Выбери любимый жанр

Вечера в Колмове. Из записок Усольцева. И перед взором твоим... - Давыдов Юрий Владимирович - Страница 88


Изменить размер шрифта:

88

Читательская жадность во многом, конечно, объяснялась сенсационностью материала. Но не только. Мореплаватель Крузенштерн говаривал, что моряки пишут худо, зато искренне. Искренность головнинских «Записок» подкупающая. Но и самое изложение отличается той легкостью, которая дается нелегко, и той выразительностью, которая присуща художническим натурам.

В январе 1817 года в Петербурге, в зале Публичной библиотеки, выступал Николай Иванович Греч (тогда еще не холопствующий). Греч критически обозревал русскую литературу минувшего двухлетия. Он сказал:

– На «Записках» господина Головнина наблюдатель отечественного просвещения не может не остановить особенного внимания, какого книга сия во всех отношениях достойна. И в самом деле, сколько положение самого сочинителя в плену возбуждает любопытство читателей, столько необыкновенный своей простотою и истиною слог его вселяет к нему совершенную доверенность… Кроме, может быть, путешествия английского капитана Флиндерса, во всей Европе в последние годы не выходило по сей части книг, которые важностью и занимательностью своею могли бы сравниться с сими записками.

В феврале того же восемьсот семнадцатого поэт Батюшков, сидя в деревенской зимней глуши, познакомился с книгой Василия Михайловича. Батюшков отозвался кратко и сильно: «Недавно прочитал Монтеня у японцев, то есть Головнина Записки. Вот человек, вот проза!»

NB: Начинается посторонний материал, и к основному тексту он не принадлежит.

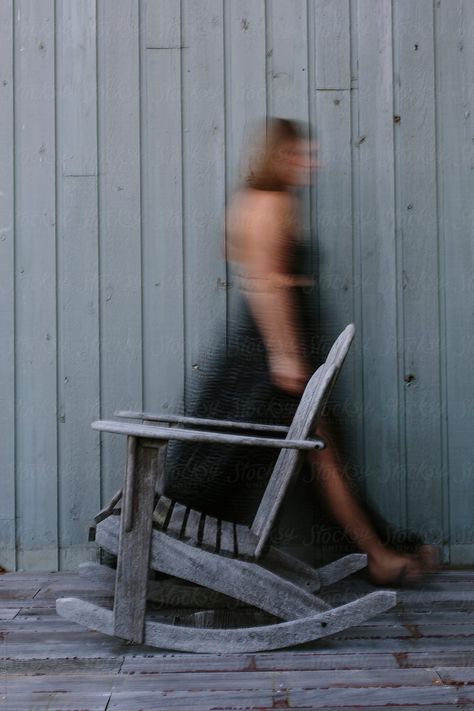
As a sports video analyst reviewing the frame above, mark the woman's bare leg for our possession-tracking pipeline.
[310,423,422,584]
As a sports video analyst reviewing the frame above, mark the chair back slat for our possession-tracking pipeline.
[251,324,354,558]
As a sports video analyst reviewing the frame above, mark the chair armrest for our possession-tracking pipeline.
[114,410,290,434]
[91,420,325,450]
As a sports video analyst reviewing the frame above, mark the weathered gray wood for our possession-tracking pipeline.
[357,0,400,523]
[168,501,187,538]
[201,516,218,553]
[97,517,328,619]
[140,0,185,412]
[318,553,367,585]
[94,488,122,523]
[251,364,337,558]
[235,524,258,560]
[0,0,16,570]
[394,0,442,552]
[326,323,355,368]
[91,420,324,450]
[219,521,237,557]
[99,0,143,516]
[57,588,396,653]
[181,0,226,414]
[113,444,163,642]
[314,0,351,90]
[15,0,59,570]
[436,0,474,564]
[79,563,245,608]
[114,410,289,434]
[223,0,271,344]
[153,496,174,531]
[183,508,202,545]
[259,546,321,592]
[122,436,136,533]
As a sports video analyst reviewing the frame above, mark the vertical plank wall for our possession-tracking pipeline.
[0,0,474,570]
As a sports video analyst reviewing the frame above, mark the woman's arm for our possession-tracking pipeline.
[230,191,311,395]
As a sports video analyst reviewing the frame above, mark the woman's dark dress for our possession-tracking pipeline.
[164,236,421,550]
[161,242,319,523]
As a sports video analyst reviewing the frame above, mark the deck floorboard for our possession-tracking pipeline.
[0,569,474,711]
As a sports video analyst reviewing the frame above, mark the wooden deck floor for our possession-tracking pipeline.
[0,570,474,711]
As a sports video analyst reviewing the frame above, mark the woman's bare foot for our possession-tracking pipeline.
[367,549,424,585]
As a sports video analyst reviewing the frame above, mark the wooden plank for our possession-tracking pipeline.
[168,501,187,538]
[201,516,218,553]
[0,0,16,570]
[56,0,100,569]
[114,444,162,642]
[266,0,312,245]
[435,0,474,563]
[394,0,444,543]
[224,0,267,345]
[0,607,21,620]
[97,0,142,512]
[357,0,405,524]
[153,496,173,531]
[183,509,202,545]
[219,521,237,557]
[14,0,58,570]
[91,420,323,451]
[181,0,226,414]
[251,364,337,558]
[114,410,288,434]
[57,588,394,653]
[314,0,351,90]
[140,0,184,412]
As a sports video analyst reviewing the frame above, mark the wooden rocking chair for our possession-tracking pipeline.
[56,324,396,653]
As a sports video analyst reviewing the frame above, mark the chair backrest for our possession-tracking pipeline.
[251,324,354,558]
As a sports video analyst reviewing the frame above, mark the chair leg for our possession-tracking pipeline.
[56,590,396,654]
[97,516,330,619]
[110,437,162,642]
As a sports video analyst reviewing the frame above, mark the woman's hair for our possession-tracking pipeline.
[243,116,309,190]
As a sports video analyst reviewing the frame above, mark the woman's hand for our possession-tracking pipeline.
[270,354,312,396]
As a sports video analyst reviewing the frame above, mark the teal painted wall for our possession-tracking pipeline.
[0,0,474,570]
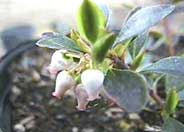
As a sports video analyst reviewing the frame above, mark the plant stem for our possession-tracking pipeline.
[160,0,176,56]
[149,90,165,107]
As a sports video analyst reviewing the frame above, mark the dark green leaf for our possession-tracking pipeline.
[129,32,148,59]
[114,5,174,47]
[165,75,184,91]
[104,70,147,112]
[141,56,184,76]
[36,33,80,52]
[162,117,184,132]
[165,89,179,115]
[77,0,107,43]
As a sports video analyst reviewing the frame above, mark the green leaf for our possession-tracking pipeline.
[36,33,80,52]
[114,4,175,47]
[141,56,184,76]
[162,117,184,132]
[92,33,115,62]
[77,0,107,43]
[165,75,184,92]
[129,32,148,60]
[104,70,148,112]
[95,0,112,27]
[165,89,179,115]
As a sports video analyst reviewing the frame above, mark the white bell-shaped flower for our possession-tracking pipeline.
[48,50,76,75]
[81,69,104,101]
[75,84,89,111]
[52,71,75,99]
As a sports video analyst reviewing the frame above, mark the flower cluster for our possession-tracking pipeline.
[48,50,104,110]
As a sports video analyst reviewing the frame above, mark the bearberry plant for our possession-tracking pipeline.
[37,0,184,132]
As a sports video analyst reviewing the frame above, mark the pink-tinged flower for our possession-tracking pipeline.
[81,69,104,101]
[52,71,75,99]
[48,50,76,75]
[75,84,89,111]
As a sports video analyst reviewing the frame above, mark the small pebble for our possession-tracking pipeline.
[14,124,26,132]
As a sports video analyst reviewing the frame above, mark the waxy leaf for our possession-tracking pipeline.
[129,32,148,59]
[141,56,184,76]
[36,33,80,52]
[162,117,184,132]
[104,70,148,112]
[77,0,107,43]
[165,75,184,92]
[165,89,179,115]
[114,5,174,47]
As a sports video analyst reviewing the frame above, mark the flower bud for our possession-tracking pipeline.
[75,84,89,111]
[81,69,104,101]
[48,50,75,75]
[52,71,75,99]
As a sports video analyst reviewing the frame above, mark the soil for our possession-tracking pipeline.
[9,48,165,132]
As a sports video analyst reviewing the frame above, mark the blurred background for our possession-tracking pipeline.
[0,0,184,132]
[0,0,183,56]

Французский философ Монтень писал свои знаменитые «Опыты» в трудные, бурные времена, «при звуке оружия, при зареве костров, зажженных суеверием», а между тем сумел сохранить спокойную объективность. Такую же благородную сдержанность уловил Батюшков и в прозе капитана «Дианы». (Много позже, десятилетия спустя, расслышал ее и автор журнала «Морской сборник»: «Головнин, несмотря на перенесенные им бедствия, неразлучные с положением пленного, отзывается вообще о японцах как о племени великодушном и кротком».)

Друг Пушкина поэт-декабрист Вильгельм Кюхельбекер дважды обращался к творчеству Головнина. Высокое достоинство его прозы отметил Кюхельбекер в статье для журнала «Невский зритель». А в 1832 году, будучи узником Свеаборгской крепости, занес в дневник: «Целый день читал записки В. Головнина. Книга такова, что трудно от нее оторваться». И далее: «Записки В. Головнина – без сомнения, одни из лучших и умнейших на русском языке и по слогу и по содержанию».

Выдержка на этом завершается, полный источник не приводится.